Global SNPs pattern across the genome

The country parameter is for choosing a country area to plot local mutational profile (“USA”, “india”, “China”, “England”. etc.). If country = global, the output is for mutations across all countries.

globalSNPprofile(nucmerr = nucmerr, outdir = NULL, figure_Type = "heatmap", country = "USA", top = 5)
Local SNPs pattern across the genome (for USA)

Local SNPs pattern across the genome (for USA)

Now we can compare the “USA” pattern with the “England” pattern:

globalSNPprofile(nucmerr = nucmerr, outdir = NULL, figure_Type = "heatmap", country = "England", top = 5)
Local SNPs pattern across the genome (for England)

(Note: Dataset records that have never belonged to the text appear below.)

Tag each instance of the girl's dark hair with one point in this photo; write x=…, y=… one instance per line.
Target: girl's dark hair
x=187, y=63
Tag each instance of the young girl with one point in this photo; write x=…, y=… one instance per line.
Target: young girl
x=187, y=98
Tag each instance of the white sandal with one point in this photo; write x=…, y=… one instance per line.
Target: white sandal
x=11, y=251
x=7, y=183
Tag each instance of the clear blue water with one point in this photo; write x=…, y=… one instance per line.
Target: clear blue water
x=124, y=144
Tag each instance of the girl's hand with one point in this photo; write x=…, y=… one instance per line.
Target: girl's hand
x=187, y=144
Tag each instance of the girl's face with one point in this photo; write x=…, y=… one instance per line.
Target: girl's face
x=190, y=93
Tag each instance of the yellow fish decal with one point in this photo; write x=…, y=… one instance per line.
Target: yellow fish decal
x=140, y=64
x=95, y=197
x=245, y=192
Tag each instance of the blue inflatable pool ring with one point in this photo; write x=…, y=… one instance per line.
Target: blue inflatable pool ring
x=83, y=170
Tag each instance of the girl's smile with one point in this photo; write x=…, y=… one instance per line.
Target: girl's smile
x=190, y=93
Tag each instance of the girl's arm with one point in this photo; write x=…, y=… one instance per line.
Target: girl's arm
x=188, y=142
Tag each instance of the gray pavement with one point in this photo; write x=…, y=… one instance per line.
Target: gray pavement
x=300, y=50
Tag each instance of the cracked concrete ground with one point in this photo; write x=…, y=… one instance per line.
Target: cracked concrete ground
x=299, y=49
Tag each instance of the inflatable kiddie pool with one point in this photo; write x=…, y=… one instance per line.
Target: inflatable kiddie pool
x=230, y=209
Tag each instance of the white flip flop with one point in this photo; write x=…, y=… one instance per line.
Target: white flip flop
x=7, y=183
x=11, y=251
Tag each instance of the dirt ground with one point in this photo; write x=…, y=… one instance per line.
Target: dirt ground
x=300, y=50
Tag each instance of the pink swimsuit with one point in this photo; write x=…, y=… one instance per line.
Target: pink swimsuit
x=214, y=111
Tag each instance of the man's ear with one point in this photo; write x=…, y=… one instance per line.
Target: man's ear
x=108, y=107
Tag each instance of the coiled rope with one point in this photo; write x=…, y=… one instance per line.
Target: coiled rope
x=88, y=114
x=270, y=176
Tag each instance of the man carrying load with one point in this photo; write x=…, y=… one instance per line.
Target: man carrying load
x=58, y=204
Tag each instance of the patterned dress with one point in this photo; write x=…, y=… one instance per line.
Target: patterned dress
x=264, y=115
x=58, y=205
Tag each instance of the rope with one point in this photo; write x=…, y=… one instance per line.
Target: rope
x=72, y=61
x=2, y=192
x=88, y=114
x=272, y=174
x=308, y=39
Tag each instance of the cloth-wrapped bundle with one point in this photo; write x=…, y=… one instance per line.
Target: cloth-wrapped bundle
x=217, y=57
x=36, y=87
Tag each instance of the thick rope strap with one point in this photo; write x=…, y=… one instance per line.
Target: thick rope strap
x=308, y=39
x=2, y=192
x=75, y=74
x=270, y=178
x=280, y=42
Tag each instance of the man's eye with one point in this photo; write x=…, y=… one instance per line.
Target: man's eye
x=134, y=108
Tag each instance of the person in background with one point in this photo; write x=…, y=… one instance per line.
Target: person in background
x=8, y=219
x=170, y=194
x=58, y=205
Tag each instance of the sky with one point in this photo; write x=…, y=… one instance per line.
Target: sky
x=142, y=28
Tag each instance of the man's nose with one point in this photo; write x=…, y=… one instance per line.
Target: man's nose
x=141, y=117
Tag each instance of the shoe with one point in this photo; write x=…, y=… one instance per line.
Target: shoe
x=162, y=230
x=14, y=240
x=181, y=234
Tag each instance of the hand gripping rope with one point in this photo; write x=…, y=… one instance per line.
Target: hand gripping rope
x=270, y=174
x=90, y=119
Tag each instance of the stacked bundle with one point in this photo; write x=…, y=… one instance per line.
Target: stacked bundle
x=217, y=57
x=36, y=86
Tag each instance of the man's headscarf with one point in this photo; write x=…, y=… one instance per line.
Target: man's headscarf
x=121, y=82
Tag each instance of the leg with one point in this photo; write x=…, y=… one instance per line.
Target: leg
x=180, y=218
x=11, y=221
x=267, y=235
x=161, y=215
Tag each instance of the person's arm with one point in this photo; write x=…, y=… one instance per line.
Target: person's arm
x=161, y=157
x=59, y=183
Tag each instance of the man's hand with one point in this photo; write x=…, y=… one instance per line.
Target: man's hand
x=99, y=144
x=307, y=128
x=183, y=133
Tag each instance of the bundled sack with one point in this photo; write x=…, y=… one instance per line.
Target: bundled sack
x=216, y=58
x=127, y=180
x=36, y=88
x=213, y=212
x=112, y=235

Local SNPs pattern across the genome (for England)

The country list:

 [1] "Algeria"     "Argentina"   "Australia"   "Austria"     "Bahrein"    
 [6] "Bangladesh"  "bat"         "Belgium"     "Benin"       "Brazil"     
[11] "Brunei"      "Bulgaria"    "Canada"      "Chile"       "China"      
[16] "Colombia"    "Croatia"     "Cyprus"      "Denmark"     "DRC"        
[21] "Ecuador"     "Egypt"       "England"     "env"         "Estonia"    
[26] "Felis"       "Finland"     "France"      "Gambia"      "Georgia"    
[31] "Germany"     "Greece"      "Hungary"     "Iceland"     "india"      
[36] "India"       "Indonesia"   "Iran"        "Ireland"     "Israel"     
[41] "Italy"       "ITALY"       "Jamaica"     "Japan"       "Jordan"     
[46] "Kazakhstan"  "Kenya"       "Korea"       "Latvia"      "Lebanon"    
[51] "Luxembourg"  "Malaysia"    "Mexico"      "mink"        "Mongolia"   
[56] "Morocco"     "Netherlands" "New"         "Nigeria"     "Norway"     
[61] "Oman"        "Pakistan"    "pangolin"    "Poland"      "Portugal"   
[66] "Puerto"      "Romania"     "Russia"      "Scotland"    "Senegal"    
[71] "Serbia"      "Shaoxing"    "Singapore"   "Slovakia"    "South"      
[76] "SouthAfrica" "Spain"       "Sweden"      "Switzerland" "Taiwan"     
[81] "Thailand"    "Tunisia"     "Turkey"      "Uganda"      "United"     
[86] "Uruguay"     "USA"         "Venezuela"   "Vietnam"     "Wales"      
[91] "Yichun"  

Global protein mutational events profiling

To better guide the production of molecule-targeted drugs, further analyzing the global profile of protein mutations is needed. The heatmap below shows some significant pattern of SARS-CoV-2 mutational effects in several regions. The ‘top’ parameter is for specifying the number of observations to display in the final figure:

globalProteinMut(covid_annot = covid_annot, outdir = NULL, figure_Type = "heatmap", top = 10, country = "global")
Global protein mutational pattern across the genome

Global protein mutational pattern across the genome

The count plot is available by adjusting the figure_Type parameter:

globalProteinMut(covid_annot = covid_annot, outdir = NULL, figure_Type = "count", top = 10, country = "global")
Global protein mutational counts across the genome

Global protein mutational counts across the genome

Like globalSNPprofile function, the country parameter is also available:

globalProteinMut(covid_annot = covid_annot, outdir = NULL, figure_Type = "heatmap", top = 10, country = "USA")
Local protein mutational pattern across the genome (for USA)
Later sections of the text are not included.